Similarly, a cluster of common depressive symptoms of “decreased positive affect”, including loss of interest or pleasure, fatigue, loss of energy, and decreased motivation, which do not respond adequately to serotonergic antidepressants, have been identified. Antidepressants that enhance noradrenergic (and dopaminergic) activity appear to offer a therapeutic advantage over serotonergic antidepressants in the treatment of these symptoms.3
Based mainly on theoretical considerations, the symptoms of depression have been associated with deficiencies of one or more of the monoamine neurotransmitters.4 In this scheme, decreased concentration, retardation, loss of energy, lassitude, tiredness, and reduced self-care are associated with decreased noradrenergic activity (Table 1). Thus, clinical and theoretical considerations combine to define the noradrenergic symptom cluster, ie, decreased concentration, retardation, loss of energy, lassitude, tiredness, and reduced self-care.
This supplement, which is based on a symposium held at the International Forum on Mood and Anxiety at Vienna in November 2010, discusses the noradrenergic symptom cluster, the importance of these symptoms in the burden of depression, their clinical and neuropharmacological nature, and how these symptoms can be improved by the serotonin and noradrenaline reuptake inhibitor (SNRI) antidepressant, milnacipran.
In the first paper, Lépine presents recent epidemiological data on the prevalence of depression and the associated risk of mortality by suicide, as well as cardiovascular and other deaths. Studies of the familial and financial burden of depression show an increased risk of loss of productivity and absenteeism in depression, which frequently result in decreased income or unemployment. The importance of the burden of depression is underlined by the estimation of the World Health Organization that, by 2030, unipolar major depression will become the leading worldwide cause of disease burden.
The second paper by Moret examines the importance of norepinephrine in the etiology of depression.

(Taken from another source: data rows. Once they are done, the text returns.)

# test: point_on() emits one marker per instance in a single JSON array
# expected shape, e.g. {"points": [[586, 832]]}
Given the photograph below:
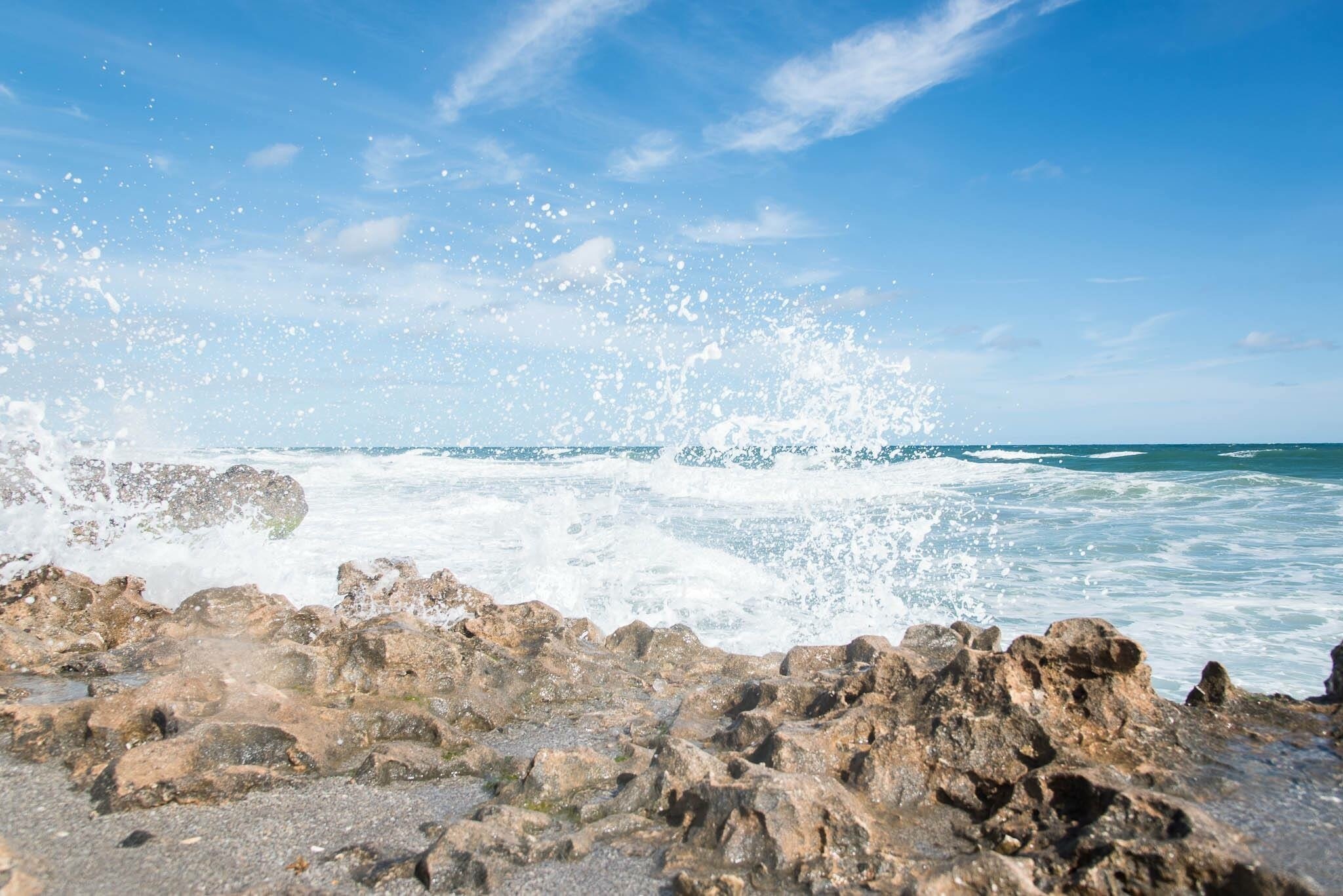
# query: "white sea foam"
{"points": [[1002, 454]]}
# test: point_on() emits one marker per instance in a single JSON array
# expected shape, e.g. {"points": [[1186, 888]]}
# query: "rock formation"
{"points": [[179, 495], [942, 765]]}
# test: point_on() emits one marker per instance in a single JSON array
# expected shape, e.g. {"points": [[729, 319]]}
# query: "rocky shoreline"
{"points": [[942, 765], [102, 497]]}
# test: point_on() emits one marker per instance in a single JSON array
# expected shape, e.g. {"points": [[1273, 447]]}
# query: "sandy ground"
{"points": [[247, 844]]}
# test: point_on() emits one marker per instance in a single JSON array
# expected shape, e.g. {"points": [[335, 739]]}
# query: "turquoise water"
{"points": [[1229, 553]]}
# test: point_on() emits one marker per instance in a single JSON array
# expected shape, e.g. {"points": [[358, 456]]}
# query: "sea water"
{"points": [[1198, 551]]}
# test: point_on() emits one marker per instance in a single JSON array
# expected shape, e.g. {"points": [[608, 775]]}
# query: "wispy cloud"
{"points": [[356, 241], [1266, 341], [1043, 170], [497, 166], [588, 260], [858, 81], [273, 156], [1136, 334], [771, 225], [652, 151], [534, 45], [1001, 338], [384, 160]]}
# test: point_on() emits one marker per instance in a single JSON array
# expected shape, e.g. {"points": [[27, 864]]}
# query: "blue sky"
{"points": [[1083, 222]]}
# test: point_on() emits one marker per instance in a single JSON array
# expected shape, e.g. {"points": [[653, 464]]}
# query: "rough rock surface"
{"points": [[180, 495], [944, 765]]}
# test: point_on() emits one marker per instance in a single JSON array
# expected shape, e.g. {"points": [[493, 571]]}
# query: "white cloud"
{"points": [[1043, 170], [532, 46], [858, 81], [588, 260], [1002, 339], [496, 166], [1136, 334], [367, 238], [273, 156], [1266, 341], [651, 152], [771, 225], [810, 277], [384, 159]]}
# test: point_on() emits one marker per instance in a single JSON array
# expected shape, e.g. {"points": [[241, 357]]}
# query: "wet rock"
{"points": [[1213, 688], [801, 661], [555, 775], [183, 496], [193, 497], [422, 762], [932, 640], [394, 585], [134, 838], [234, 610], [943, 765], [687, 884], [978, 638], [1334, 684], [50, 614]]}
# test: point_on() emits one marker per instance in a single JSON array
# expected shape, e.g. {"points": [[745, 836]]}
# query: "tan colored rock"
{"points": [[556, 775], [51, 612], [394, 585], [242, 609]]}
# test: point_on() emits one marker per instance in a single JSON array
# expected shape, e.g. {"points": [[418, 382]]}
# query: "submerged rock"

Evidence for the involvement of norepinephrine including recent studies on neuronal pathways and symptoms, highlights the determinant role of norepinephrine in key symptoms, including executive functioning, which regulates cognition, motivation, and intellect, which are of fundamental importance in social relationships, that are impoverished in depression.

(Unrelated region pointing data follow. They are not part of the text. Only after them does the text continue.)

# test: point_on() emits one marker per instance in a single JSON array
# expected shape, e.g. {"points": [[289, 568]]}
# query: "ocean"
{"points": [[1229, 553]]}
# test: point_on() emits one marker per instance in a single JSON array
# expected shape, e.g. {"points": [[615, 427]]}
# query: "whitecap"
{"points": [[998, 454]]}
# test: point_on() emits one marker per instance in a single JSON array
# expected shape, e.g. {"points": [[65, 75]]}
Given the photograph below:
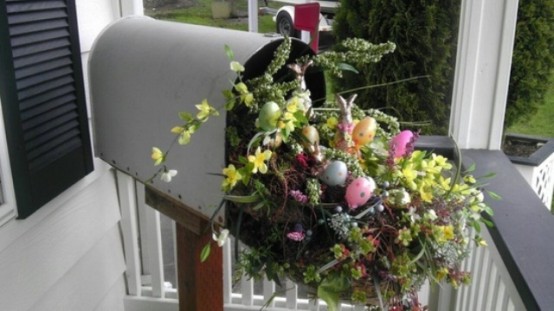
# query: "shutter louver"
{"points": [[43, 99]]}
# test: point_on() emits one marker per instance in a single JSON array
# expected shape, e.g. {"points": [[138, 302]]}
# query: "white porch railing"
{"points": [[492, 287], [541, 179]]}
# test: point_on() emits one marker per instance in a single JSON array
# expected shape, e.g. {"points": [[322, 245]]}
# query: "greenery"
{"points": [[200, 14], [539, 123], [425, 34], [532, 64], [335, 196]]}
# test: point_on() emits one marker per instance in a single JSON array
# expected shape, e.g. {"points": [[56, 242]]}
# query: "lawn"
{"points": [[200, 14], [542, 123]]}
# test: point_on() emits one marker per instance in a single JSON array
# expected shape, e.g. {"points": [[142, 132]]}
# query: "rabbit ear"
{"points": [[341, 102], [351, 99]]}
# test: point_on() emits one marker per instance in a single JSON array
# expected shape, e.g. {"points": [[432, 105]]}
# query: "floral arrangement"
{"points": [[334, 196]]}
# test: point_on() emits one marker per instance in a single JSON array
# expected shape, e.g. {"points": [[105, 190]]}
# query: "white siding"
{"points": [[68, 255]]}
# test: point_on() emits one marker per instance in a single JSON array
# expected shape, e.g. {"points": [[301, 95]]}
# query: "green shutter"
{"points": [[43, 99]]}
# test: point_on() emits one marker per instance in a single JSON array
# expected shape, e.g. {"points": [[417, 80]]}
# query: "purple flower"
{"points": [[297, 234], [298, 196]]}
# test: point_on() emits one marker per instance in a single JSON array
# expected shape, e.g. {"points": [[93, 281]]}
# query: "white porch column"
{"points": [[484, 56], [253, 15], [131, 7]]}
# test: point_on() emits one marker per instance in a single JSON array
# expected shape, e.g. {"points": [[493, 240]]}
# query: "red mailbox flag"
{"points": [[306, 17]]}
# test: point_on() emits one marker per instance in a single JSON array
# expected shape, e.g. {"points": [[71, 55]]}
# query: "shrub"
{"points": [[425, 35], [532, 61]]}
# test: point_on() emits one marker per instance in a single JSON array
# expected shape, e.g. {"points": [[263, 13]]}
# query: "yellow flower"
{"points": [[232, 177], [157, 155], [426, 193], [441, 273], [292, 105], [184, 137], [410, 174], [441, 161], [241, 88], [443, 233], [236, 66], [248, 99], [205, 110], [448, 232], [332, 123], [258, 159], [444, 183]]}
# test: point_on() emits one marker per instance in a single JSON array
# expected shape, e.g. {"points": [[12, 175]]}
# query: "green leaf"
{"points": [[205, 253], [494, 195], [229, 52], [347, 67], [487, 222], [242, 198], [488, 210], [488, 175], [186, 116], [471, 168], [476, 226], [331, 288]]}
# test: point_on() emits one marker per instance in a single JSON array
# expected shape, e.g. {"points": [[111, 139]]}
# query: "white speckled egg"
{"points": [[335, 173], [269, 115]]}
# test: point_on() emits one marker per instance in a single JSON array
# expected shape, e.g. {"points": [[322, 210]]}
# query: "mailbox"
{"points": [[144, 71]]}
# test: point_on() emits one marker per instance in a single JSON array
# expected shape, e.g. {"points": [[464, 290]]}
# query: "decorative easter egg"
{"points": [[399, 144], [311, 136], [364, 131], [269, 116], [335, 173], [359, 191]]}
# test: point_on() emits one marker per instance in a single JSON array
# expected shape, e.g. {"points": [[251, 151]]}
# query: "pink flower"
{"points": [[298, 196], [298, 233], [402, 144]]}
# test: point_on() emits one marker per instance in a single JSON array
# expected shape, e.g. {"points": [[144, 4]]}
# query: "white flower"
{"points": [[236, 66], [431, 215], [168, 175], [221, 238]]}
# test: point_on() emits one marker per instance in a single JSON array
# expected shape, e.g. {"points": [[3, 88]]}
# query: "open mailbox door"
{"points": [[143, 72]]}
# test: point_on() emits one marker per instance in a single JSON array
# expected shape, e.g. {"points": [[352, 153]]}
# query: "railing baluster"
{"points": [[477, 264], [247, 290], [313, 305], [291, 295], [492, 287], [269, 291], [129, 226], [501, 297], [227, 272], [483, 276], [153, 243]]}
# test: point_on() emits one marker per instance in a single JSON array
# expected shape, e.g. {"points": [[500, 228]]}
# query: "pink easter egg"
{"points": [[359, 191], [364, 131], [399, 143]]}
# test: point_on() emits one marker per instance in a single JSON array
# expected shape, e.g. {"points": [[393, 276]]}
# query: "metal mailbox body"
{"points": [[142, 73]]}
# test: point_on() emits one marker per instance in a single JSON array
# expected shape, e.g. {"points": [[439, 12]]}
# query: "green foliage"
{"points": [[532, 61], [425, 35]]}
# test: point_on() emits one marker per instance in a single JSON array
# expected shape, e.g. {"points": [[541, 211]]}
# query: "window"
{"points": [[43, 100]]}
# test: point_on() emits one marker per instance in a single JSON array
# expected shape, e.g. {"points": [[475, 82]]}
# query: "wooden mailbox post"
{"points": [[142, 73]]}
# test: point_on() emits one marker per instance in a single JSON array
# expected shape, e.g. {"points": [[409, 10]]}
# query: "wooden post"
{"points": [[200, 285]]}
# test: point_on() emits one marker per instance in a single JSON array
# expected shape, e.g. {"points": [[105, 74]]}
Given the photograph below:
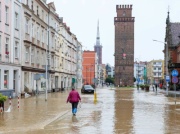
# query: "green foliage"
{"points": [[2, 98]]}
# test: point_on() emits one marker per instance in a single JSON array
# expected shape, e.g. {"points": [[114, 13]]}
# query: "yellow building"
{"points": [[155, 71]]}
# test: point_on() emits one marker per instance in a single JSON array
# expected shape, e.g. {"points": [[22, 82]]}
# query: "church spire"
{"points": [[98, 36]]}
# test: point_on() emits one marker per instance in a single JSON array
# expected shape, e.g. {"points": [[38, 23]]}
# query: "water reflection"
{"points": [[123, 111], [148, 113]]}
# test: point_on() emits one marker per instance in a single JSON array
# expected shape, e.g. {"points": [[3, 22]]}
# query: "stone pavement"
{"points": [[33, 112]]}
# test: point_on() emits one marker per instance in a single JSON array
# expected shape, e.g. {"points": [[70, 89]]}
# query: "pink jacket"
{"points": [[73, 96]]}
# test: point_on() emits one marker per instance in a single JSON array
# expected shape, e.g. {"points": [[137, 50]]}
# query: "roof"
{"points": [[175, 32]]}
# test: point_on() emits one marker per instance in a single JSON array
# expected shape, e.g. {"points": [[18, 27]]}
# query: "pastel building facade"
{"points": [[10, 46]]}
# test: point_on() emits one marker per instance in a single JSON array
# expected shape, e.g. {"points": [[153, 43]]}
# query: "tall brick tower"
{"points": [[98, 46], [124, 46]]}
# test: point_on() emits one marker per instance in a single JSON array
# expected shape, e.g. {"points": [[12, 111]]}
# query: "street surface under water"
{"points": [[117, 111]]}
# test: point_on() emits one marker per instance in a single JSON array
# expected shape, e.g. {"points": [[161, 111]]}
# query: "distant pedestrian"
{"points": [[74, 99]]}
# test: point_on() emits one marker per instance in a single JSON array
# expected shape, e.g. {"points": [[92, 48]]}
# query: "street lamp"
{"points": [[166, 62]]}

In the third paper, Blier explains the reciprocal interactions between the serotonin system and norepinephrine and dopamine neurotransmission. Enhanced serotonin transmission, as during SSRI treatment, attenuates noradrenergic and dopaminergic activity. This can contribute to the residual symptoms of fatigue and lack of energy that are often reported by patients responding to SSRI. Milnacipran, by increasing norepinephrine (and dopamine), as well as serotonin neurotransmission is less likely to induce or aggravate such residual symptoms. Milnacipran’s potentiation of norepinephrine and serotonin (and indirectly dopamine) neurotransmission contributes to its antidepressant action, while its attenuation of phasic noradrenergic reactivity reduces the risk of anxiety.
In the fourth and final paper, Kasper discusses the importance of social dysfunction in depressed patients which can lead to family disruption, social isolation, absenteeism, and potential unemployment. The symptoms of the noradrenergic symptom cluster are important factors in social dysfunction, and antidepressants with a strong noradrenergic component improve social functioning. Preliminary data suggest that milnacipran improves social functioning to a greater extent than SSRIs.

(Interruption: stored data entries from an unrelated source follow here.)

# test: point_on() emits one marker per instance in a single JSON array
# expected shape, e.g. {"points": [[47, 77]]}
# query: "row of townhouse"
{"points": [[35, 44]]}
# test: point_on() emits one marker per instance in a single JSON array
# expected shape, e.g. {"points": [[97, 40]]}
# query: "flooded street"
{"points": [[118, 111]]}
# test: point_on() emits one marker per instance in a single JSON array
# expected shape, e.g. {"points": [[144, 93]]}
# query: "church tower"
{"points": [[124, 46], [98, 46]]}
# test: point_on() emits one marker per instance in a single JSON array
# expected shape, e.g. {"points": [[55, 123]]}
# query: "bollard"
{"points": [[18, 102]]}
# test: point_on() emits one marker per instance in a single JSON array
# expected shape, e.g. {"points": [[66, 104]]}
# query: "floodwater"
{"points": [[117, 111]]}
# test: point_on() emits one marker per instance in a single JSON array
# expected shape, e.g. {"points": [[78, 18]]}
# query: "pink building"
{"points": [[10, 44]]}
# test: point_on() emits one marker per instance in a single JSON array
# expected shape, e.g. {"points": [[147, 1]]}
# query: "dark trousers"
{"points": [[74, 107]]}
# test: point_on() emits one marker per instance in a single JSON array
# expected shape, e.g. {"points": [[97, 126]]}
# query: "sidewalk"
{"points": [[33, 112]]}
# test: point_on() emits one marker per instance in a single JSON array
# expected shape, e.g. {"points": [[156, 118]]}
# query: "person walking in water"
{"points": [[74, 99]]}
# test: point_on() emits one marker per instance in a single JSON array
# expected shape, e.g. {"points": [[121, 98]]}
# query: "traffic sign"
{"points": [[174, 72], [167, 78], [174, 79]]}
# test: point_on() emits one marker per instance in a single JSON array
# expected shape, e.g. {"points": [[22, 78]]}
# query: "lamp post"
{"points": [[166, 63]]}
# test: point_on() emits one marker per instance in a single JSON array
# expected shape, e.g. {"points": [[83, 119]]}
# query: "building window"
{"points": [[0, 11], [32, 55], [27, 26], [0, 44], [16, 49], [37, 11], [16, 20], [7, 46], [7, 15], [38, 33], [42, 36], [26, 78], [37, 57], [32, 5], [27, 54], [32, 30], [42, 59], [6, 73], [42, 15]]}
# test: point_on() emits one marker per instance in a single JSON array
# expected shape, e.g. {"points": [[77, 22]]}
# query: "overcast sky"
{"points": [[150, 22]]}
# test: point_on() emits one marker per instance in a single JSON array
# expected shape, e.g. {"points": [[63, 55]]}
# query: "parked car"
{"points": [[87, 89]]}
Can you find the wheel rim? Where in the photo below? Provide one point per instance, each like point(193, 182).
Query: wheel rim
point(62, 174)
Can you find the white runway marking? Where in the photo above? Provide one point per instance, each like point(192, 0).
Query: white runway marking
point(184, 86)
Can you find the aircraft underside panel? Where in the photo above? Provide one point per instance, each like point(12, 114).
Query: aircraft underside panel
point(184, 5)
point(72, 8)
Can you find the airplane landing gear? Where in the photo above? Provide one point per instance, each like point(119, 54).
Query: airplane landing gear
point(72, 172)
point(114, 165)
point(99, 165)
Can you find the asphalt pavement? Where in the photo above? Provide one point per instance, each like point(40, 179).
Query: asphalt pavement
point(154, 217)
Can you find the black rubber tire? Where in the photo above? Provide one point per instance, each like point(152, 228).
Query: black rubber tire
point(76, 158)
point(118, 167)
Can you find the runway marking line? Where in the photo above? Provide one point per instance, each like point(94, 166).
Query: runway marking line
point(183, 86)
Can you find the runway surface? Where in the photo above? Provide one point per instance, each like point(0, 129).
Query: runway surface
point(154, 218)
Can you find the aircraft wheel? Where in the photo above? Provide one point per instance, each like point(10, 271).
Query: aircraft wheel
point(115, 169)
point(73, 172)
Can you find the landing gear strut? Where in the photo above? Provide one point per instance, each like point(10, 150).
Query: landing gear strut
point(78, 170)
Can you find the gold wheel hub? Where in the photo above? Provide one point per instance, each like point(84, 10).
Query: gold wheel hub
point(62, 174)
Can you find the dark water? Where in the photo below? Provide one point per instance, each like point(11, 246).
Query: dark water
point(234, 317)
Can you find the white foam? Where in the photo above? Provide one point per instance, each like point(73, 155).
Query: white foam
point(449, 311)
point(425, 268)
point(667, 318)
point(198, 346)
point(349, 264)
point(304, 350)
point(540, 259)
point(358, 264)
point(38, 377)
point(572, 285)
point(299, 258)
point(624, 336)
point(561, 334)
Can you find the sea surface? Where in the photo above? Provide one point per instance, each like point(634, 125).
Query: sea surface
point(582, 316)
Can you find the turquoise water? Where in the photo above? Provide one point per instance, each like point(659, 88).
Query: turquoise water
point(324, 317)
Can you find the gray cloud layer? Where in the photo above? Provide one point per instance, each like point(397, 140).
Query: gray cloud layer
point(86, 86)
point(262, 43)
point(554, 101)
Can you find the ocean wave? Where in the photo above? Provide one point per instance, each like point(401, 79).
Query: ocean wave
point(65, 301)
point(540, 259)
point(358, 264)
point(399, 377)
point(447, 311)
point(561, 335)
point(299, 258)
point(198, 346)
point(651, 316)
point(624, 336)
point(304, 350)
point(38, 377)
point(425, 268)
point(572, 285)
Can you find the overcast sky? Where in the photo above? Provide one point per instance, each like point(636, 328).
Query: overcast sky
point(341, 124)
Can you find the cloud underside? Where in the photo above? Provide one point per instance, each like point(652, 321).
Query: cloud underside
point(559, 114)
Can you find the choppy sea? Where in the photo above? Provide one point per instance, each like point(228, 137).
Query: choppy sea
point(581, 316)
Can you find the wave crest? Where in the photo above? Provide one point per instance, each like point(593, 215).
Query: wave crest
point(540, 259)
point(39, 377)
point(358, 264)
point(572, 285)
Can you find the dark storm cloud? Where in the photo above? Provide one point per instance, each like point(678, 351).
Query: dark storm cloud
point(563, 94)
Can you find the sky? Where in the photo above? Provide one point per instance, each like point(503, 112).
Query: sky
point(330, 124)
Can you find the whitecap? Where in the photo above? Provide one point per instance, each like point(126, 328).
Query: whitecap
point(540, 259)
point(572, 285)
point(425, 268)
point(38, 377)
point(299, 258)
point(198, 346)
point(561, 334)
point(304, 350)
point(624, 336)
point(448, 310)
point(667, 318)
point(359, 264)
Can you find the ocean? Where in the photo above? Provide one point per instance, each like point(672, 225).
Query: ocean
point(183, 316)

Professor Stuart Montgomery has received honoraria from AstraZeneca, Bionevia, Bristol Myers Squibb, GlaxoSmithKline, Johnson & Johnson, Lilly, Lundbeck, Merck, Merz, M’s Science, Neurim, Otsuka, Pierre Fabre Médicament, Pfizer, Pharmaneuroboost, Richter, Roche, Sanofi, Sepracor, Servier, Shire, Synosis, Takeda, Theracos, Targacept, Transcept, UBC, Xytis, and Wyeth. Dr Mike Briley is a consultant for Pierre Fabre Médicament, Asahi Kasei Pharma, Germania Pharmaceutica, Janssen Pharmaceutica, and Cypress BioScience.